Le décor est cette fois-ci planté dans l'Amérique du début du siècle, celle des gangsters qui s'affrontent à la Thompson, des voitures à marchepied très pratique pour utiliser la-dite Thompson et celle des luttes de pouvoir criminel entre les mafieux italiens d'un côté et les irlandais de l'autre. L'histoire se situe donc dans cette Amérique violente où la police corrompue offre sa protection au plus offrant et ferme les yeux sur les activités illicites jusqu'à ce qu'un nouveau caïd en décide autrement.

Ce monde cruel est violent nous est montré par le petit bout de la lorgnette, à travers les péripéties d'un porte-flingue irlandais, chargé également du rôle diplomatique d'aplanir les conflits entre les deux factions.
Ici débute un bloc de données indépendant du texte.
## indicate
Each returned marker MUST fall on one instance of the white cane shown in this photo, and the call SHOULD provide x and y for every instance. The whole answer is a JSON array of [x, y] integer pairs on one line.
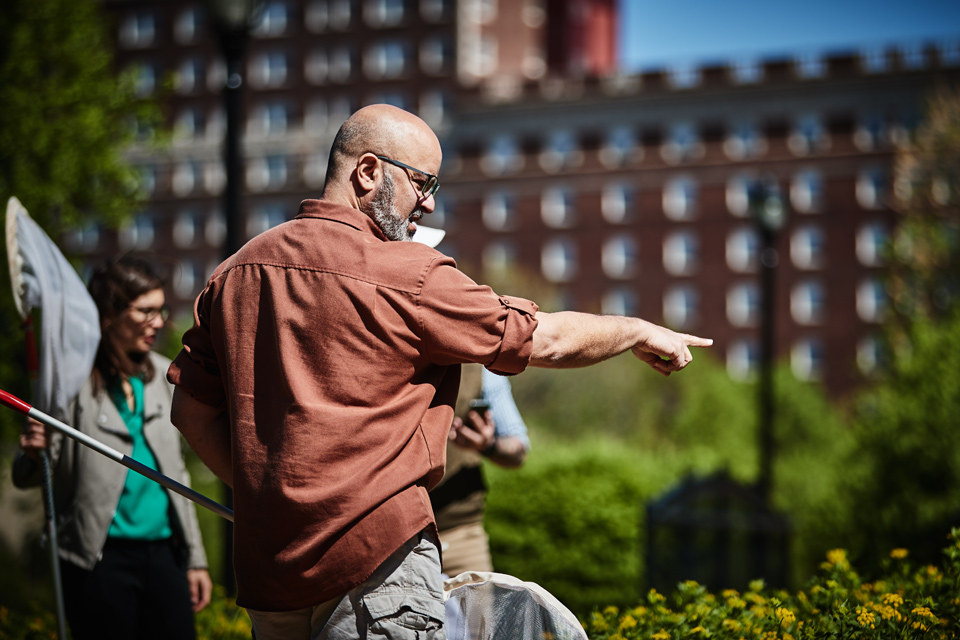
[[19, 405]]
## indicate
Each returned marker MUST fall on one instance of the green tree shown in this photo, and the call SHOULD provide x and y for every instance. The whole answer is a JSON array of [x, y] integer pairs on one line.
[[925, 270]]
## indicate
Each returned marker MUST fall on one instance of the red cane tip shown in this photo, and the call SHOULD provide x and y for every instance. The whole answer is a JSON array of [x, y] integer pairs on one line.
[[15, 403]]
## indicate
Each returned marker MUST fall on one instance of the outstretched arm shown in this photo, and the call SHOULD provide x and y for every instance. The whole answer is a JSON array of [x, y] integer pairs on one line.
[[567, 340], [207, 430]]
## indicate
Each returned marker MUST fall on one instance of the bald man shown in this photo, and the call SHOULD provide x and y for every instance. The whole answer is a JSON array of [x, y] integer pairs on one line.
[[319, 381]]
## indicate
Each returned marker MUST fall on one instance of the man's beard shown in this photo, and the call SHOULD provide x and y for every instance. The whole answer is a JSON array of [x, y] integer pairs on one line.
[[393, 225]]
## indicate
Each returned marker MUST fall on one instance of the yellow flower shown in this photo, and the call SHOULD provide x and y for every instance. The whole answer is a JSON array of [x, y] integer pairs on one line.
[[785, 616], [893, 599]]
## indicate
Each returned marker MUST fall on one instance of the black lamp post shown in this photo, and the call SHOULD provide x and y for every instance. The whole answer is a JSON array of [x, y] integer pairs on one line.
[[232, 21], [769, 215]]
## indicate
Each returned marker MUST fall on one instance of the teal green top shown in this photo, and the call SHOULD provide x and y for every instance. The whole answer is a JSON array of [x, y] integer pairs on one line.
[[142, 510]]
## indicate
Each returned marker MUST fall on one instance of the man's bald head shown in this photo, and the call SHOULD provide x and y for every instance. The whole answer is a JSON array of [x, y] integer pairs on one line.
[[383, 130]]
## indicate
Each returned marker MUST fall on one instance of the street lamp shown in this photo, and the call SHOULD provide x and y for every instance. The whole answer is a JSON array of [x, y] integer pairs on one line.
[[232, 20], [769, 214]]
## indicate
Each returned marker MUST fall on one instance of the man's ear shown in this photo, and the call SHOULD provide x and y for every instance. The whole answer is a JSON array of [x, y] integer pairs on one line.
[[368, 172]]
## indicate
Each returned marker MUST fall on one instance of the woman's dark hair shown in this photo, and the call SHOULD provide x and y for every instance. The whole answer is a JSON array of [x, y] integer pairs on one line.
[[114, 284]]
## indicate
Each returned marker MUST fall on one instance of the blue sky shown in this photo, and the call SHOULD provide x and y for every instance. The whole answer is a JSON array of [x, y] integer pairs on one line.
[[663, 32]]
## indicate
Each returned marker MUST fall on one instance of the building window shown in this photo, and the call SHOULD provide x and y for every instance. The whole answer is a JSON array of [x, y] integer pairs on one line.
[[808, 136], [558, 207], [187, 176], [871, 243], [387, 59], [214, 177], [558, 260], [138, 30], [267, 173], [870, 355], [146, 80], [502, 156], [620, 147], [620, 302], [273, 20], [743, 304], [341, 64], [339, 14], [189, 124], [871, 300], [620, 257], [872, 188], [808, 247], [316, 119], [738, 188], [436, 10], [618, 203], [189, 76], [744, 141], [806, 191], [808, 303], [806, 359], [743, 359], [681, 253], [316, 67], [269, 69], [188, 24], [316, 16], [435, 107], [270, 119], [500, 211], [188, 279], [436, 55], [264, 218], [681, 306], [683, 144], [871, 132], [680, 199], [186, 229], [743, 250], [139, 233], [561, 151], [315, 170], [84, 239], [215, 229], [383, 13], [499, 258]]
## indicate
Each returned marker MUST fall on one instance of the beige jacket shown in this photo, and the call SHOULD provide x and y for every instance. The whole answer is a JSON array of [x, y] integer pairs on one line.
[[87, 484]]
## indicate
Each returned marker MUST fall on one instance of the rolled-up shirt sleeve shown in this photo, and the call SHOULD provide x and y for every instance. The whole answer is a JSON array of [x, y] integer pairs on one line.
[[196, 370], [463, 321]]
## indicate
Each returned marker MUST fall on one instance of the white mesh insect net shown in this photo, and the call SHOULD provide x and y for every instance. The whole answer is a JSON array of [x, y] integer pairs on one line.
[[495, 606]]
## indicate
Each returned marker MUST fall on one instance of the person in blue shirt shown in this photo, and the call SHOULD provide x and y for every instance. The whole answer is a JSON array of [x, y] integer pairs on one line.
[[498, 434]]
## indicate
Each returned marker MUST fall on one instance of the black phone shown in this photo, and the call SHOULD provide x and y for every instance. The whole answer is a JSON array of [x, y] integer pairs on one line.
[[480, 405]]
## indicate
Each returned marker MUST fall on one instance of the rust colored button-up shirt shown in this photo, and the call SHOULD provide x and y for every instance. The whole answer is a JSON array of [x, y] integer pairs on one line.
[[336, 354]]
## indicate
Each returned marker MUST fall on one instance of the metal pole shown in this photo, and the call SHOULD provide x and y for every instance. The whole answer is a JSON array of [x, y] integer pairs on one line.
[[768, 271], [233, 42]]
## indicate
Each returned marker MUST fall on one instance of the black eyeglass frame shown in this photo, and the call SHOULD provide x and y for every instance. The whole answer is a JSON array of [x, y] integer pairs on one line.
[[150, 314], [429, 188]]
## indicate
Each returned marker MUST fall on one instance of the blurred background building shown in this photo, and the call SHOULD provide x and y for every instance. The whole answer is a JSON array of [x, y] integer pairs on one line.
[[628, 193]]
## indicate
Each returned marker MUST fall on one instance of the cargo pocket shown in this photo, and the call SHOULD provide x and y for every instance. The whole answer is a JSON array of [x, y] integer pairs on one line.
[[404, 617]]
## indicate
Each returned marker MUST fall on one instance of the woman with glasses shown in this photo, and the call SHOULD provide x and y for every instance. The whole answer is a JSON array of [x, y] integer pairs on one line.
[[131, 557]]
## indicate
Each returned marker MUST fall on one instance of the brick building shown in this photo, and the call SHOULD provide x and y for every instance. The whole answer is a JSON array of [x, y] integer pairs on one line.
[[626, 192]]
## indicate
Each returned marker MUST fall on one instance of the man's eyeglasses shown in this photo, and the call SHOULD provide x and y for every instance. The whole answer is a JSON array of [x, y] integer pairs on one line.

Cinématographiquement, on assiste comme d'habitude chez les Coen à une maitrise sans reproche de la caméra, de la photographie et un sens du détail de la mise en scène qui éveille régulièrement l'esprit et balance son trait d'humour au second degré. Le scénario est bien entendu à la hauteur de cette maestria technique et nous emmène de surprise en retournement de situation. Le côté monolithique et caricatural des personnages sur lequel s'appuie la réalisation typique des Coen est encore amplifié par le jeu des acteurs, admirablement constants et jusqu'au boutistes. Tout cela sert magnifiquement bien l'histoire et la boucle est bouclée.
Encore un sans faute ! A quand le prochain ?!?